I have been working on putting a new GPS into an older project. I have a nixie clock that I made in the 90's and then sometime after the Prop1 came out I converted it to a Prop. My old GPS had a setting for UTC offset but the new module does not. Is there a slick way to convert to local time? I am -7 or -8 hours from UTC.

Thanks!

Comments

  • Phil Pilgrim (PhiPi)Phil Pilgrim (PhiPi) Posts: 23,057
    edited 2021-08-12 18:03

    I can't think of a hard way to do it! It's really easy: just convert the UTC hours to an integer, and add your timezone offset to it. If the result is below zero, add 24 and subtract one from the day. If that result is below one set it to the number of days from the previous month, and subtract one from the month. And if that result is below one, set it to 12, and subtract one from the year.

    -Phil

  • JonathanJonathan Posts: 1,023

    Hi Phil,

    Yup, that is what I had come up with. I seem to remember that there was some slick way of doing it. I have been looking around but haven't found it. I also used to have some way of figuring out if it was DST or standard time but I haven't found that yet either. I must have lost some code along the way or I just don't know where to look in my old files.

    Many thanks!

  • ersmithersmith Posts: 5,049

    @Jonathan said:
    HI All,

    I have been working on putting a new GPS into an older project. I have a nixie clock that I made in the 90's and then sometime after the Prop1 came out I converted it to a Prop. My old GPS had a setting for UTC offset but the new module does not. Is there a slick way to convert to local time? I am -7 or -8 hours from UTC.

    Thanks!

    You don't mention what language you're using, but if it's C then there are standard library functions for converting between UTC and local time. PropGCC and flexspin have them, Catalina probably does as well.

  • JonathanJonathan Posts: 1,023

    I am using Spin, I should have mentioned that. I have been meaning to look at flexspin, I will give that a shot,

    Thanks!

  • Dave HeinDave Hein Posts: 6,336
    edited 2021-08-12 21:44

    You could convert it to unix time, make the time zone adjustment, and then convert back to year, month, day, hour, minute and seconds. I have routines written in Spin that do the conversions.

    EDIT: I've attached unixtime.spin that contains the routines I mentioned. The routines include a parameter for the timezone offset.

  • @"Dave Hein" said:
    You could convert it to unix time, make the time zone adjustment, and then convert back to year, month, day, hour, minute and seconds. I have routines written in Spin that do the conversions.

    This is my solution as well.

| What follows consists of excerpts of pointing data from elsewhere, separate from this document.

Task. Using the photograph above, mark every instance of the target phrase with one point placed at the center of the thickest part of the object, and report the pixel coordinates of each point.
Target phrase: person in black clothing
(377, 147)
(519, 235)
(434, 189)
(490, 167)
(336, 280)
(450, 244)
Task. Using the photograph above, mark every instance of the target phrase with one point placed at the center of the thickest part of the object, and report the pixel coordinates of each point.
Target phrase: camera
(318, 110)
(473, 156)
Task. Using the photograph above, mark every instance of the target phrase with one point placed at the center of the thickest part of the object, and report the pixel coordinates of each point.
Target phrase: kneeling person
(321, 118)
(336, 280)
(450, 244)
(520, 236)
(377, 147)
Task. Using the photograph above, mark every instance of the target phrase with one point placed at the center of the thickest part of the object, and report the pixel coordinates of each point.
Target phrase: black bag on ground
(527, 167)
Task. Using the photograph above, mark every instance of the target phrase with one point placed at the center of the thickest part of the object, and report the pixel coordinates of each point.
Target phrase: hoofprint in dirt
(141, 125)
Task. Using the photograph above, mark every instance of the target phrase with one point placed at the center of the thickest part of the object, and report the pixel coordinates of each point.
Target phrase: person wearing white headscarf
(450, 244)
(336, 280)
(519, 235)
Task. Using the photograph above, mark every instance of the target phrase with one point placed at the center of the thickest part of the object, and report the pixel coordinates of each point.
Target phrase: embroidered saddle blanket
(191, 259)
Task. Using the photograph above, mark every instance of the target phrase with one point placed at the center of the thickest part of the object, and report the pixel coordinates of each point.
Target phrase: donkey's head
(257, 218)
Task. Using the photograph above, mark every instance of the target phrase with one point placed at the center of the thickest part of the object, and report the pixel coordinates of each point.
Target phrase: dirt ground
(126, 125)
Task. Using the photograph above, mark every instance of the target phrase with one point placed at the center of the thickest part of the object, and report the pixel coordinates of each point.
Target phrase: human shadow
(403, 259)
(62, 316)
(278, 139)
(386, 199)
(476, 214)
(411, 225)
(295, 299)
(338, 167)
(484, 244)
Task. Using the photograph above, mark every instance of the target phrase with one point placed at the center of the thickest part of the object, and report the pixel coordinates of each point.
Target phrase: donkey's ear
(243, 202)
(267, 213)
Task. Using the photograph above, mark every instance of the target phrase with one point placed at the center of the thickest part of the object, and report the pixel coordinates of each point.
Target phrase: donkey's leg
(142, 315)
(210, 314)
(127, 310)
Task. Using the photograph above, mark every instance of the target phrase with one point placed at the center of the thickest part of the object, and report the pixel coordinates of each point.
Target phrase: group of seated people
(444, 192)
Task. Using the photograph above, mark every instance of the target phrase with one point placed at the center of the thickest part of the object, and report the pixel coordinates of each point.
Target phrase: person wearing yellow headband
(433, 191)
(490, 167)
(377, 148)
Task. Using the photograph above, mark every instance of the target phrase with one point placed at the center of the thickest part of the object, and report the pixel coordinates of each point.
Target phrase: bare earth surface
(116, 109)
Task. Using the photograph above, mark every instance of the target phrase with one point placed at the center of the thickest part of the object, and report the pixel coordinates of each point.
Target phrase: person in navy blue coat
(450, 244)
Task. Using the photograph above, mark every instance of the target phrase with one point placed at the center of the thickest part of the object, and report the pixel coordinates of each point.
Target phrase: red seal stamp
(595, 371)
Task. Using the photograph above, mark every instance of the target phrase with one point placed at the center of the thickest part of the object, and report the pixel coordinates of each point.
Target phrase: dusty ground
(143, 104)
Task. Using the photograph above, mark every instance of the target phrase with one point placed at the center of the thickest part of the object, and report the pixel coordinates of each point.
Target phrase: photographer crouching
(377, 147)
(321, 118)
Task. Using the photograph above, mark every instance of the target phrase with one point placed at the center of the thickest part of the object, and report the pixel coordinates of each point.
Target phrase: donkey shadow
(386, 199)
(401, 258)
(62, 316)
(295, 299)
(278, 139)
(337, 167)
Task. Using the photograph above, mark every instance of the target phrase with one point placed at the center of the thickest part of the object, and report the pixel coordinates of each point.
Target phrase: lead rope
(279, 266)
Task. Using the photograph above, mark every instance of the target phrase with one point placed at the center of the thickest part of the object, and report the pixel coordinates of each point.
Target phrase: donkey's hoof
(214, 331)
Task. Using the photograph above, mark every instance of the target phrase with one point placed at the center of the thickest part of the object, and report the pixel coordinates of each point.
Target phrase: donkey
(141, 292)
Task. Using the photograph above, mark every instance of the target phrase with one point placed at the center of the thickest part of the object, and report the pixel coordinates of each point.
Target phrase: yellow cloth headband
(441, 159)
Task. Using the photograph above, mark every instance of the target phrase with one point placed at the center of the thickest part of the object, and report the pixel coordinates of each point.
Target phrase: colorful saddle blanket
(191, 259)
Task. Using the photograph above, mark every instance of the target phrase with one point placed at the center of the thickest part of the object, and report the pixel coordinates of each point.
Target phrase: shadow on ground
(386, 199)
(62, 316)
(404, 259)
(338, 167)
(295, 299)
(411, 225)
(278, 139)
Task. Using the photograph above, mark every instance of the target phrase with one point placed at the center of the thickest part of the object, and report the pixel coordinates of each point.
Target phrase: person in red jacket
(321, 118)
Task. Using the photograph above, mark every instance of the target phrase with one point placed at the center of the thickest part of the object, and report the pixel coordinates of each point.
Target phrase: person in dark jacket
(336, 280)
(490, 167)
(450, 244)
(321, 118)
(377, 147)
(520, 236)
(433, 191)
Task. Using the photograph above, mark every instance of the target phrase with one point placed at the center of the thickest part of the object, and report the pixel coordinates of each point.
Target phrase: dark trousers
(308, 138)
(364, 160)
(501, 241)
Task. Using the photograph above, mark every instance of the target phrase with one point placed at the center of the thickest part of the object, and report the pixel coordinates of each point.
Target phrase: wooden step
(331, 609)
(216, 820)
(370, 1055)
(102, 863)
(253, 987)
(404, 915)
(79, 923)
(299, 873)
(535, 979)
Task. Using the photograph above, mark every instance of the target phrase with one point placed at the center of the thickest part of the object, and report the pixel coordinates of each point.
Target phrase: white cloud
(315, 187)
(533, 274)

It is a bit more complex but it works everywhere, always, and also makes compensating for DST a snap. All you need to know is the TZ offset from UTC in seconds, the date/time DST starts (if DST is observed) and the length DST runs (238 days in the US, if I remember correctly).

    If you know you’ll never need to leave the “mainstream” timezones, then Phil’s solution works great for time zones with an integer offset from UTC. But it doesnt work on those “off-by-30-minute” oddballs auch as found in India, Sri Lanka, Afghanistan, Iran, Myanmar, Newfoundland, Regions of Australia, Venezuela, Nepal, Chatham Islands, and the Marquesas Islands. If true “anywhere” compatability is needed, you’ll need to use the more complex method.

  • JonathanJonathan Posts: 1,023

    @"Dave Hein" Thanks a ton! It will be a week until I am back where the project is. I will try to grok your code between now and then.